Tidak Bisa Orgasme Meski Terangsang? Waspadai Anorgasmia Sejak Dini
- January 19, 2026
- By Admin Dokter Spesialis
- Andrologi

Anorgasmia adalah kondisi ketika seseorang sulit atau bahkan tidak mampu mencapai orgasme meski sudah mendapat rangsangan seksual yang cukup. Masalah ini sering membuat penderitanya bertanya-tanya, apakah ini normal atau tanda gangguan kesehatan?
Faktanya, anorgasmia bukan sekadar soal kepuasan seksual, tetapi dapat berkaitan dengan faktor hormonal, psikologis, gangguan saraf, hingga efek samping obat tertentu. Kondisi ini bisa dialami pria maupun wanita dan kerap terjadi tanpa disadari.
Penanganan melalui layanan spesialis andrologi sangat membantu, terutama bila berkaitan dengan fungsi seksual pria dan keseimbangan hormon. Untuk mendapatkan diagnosis dan perawatan yang aman serta profesional, Klinik Utama Pandawa menyediakan layanan konsultasi yang rahasia, nyaman, dan ditangani oleh dokter berpengalaman.
Baca Juga: 10 Jenis Gangguan Sperma yang Menghambat Kesuburan Pria
Apa Itu Anorgasmia
Anorgasmia adalah kondisi ketika seseorang mengalami kesulitan atau ketidakmampuan mencapai orgasme meskipun sudah mendapatkan rangsangan seksual yang cukup. Kondisi ini dapat terjadi secara terus-menerus atau hanya pada situasi tertentu, dan bisa dialami baik oleh pria maupun wanita.
Secara medis, anorgasmia termasuk dalam gangguan fungsi seksual. Bukan sekadar “belum menemukan cara yang tepat”, anorgasmia sering kali berkaitan dengan faktor fisik, hormonal, psikologis, atau kombinasi dari semuanya.

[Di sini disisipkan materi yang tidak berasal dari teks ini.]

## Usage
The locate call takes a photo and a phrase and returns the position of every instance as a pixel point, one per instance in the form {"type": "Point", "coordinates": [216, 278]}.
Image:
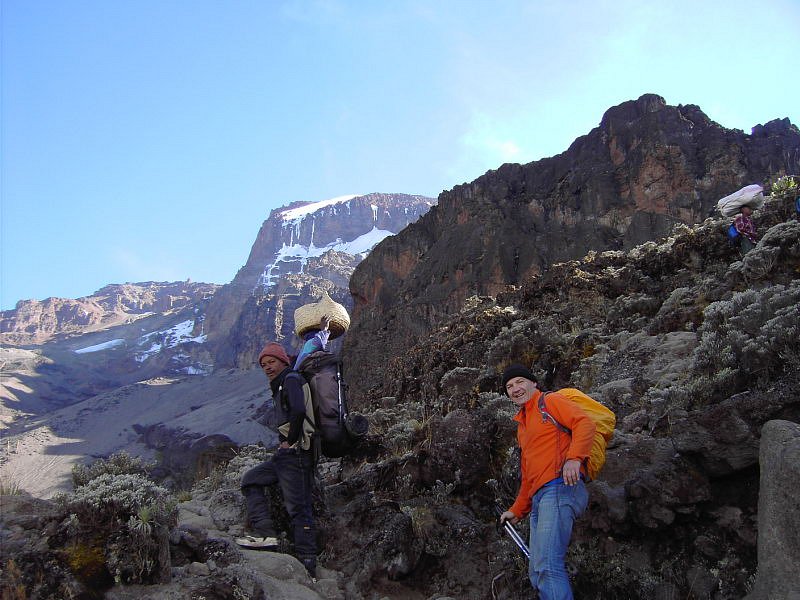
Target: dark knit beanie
{"type": "Point", "coordinates": [275, 350]}
{"type": "Point", "coordinates": [517, 370]}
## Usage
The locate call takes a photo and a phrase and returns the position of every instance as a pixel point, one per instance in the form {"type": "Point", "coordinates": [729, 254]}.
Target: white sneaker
{"type": "Point", "coordinates": [253, 541]}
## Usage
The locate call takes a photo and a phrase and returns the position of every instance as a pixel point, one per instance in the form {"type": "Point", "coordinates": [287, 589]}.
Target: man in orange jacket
{"type": "Point", "coordinates": [553, 472]}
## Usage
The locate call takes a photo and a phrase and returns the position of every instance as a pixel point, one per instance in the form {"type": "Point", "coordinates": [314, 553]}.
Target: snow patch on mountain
{"type": "Point", "coordinates": [174, 336]}
{"type": "Point", "coordinates": [294, 215]}
{"type": "Point", "coordinates": [298, 253]}
{"type": "Point", "coordinates": [100, 347]}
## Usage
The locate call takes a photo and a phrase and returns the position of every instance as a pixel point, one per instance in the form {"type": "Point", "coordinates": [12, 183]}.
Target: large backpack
{"type": "Point", "coordinates": [604, 420]}
{"type": "Point", "coordinates": [337, 429]}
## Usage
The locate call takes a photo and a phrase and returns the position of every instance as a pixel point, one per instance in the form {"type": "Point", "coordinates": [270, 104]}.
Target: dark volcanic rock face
{"type": "Point", "coordinates": [645, 168]}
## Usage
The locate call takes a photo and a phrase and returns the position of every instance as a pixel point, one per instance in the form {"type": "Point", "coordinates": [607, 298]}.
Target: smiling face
{"type": "Point", "coordinates": [520, 390]}
{"type": "Point", "coordinates": [272, 367]}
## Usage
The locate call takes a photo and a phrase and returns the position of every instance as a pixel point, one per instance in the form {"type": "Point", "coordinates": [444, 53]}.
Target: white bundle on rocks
{"type": "Point", "coordinates": [751, 195]}
{"type": "Point", "coordinates": [307, 317]}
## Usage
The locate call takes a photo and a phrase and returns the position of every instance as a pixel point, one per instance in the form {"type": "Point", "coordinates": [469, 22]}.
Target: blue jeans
{"type": "Point", "coordinates": [555, 508]}
{"type": "Point", "coordinates": [293, 470]}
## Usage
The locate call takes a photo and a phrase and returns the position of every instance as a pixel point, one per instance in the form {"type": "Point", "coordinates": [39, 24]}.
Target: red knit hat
{"type": "Point", "coordinates": [275, 350]}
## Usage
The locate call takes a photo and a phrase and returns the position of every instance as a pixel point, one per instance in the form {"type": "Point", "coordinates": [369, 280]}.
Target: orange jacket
{"type": "Point", "coordinates": [545, 448]}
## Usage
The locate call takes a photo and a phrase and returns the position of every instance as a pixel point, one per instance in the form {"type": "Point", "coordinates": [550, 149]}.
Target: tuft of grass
{"type": "Point", "coordinates": [10, 487]}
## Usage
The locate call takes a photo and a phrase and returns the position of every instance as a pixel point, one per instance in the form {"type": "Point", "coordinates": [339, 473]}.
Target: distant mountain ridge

Baca Juga: Ejakulasi Tertunda? Ini Cara Aman dan Efektif Mengatasinya
Gejala Anorgasmia
Berikut beberapa tanda umum yang bisa menandakan adanya anorgasmia:
- Tidak pernah mengalami orgasme
- Orgasme yang terjadi atau terasa kurang intens
- Orgasme yang terasa tertunda atau sangat lemah
- Hanya bisa orgasme dalam situasi tertentu.
Jenis-Jenis Anorgasmia
Berikut adalah jenis-jenis anorgasmia yang harus anda ketahui:
- Anorgasmia Primer: Terjadi ketika seseorang tidak pernah mengalami orgasme seumur hidupnya.
- Anorgasmia Sekunder: Seseorang yang sebelumnya bisa orgasme, namun kehilangan kemampuan tersebut.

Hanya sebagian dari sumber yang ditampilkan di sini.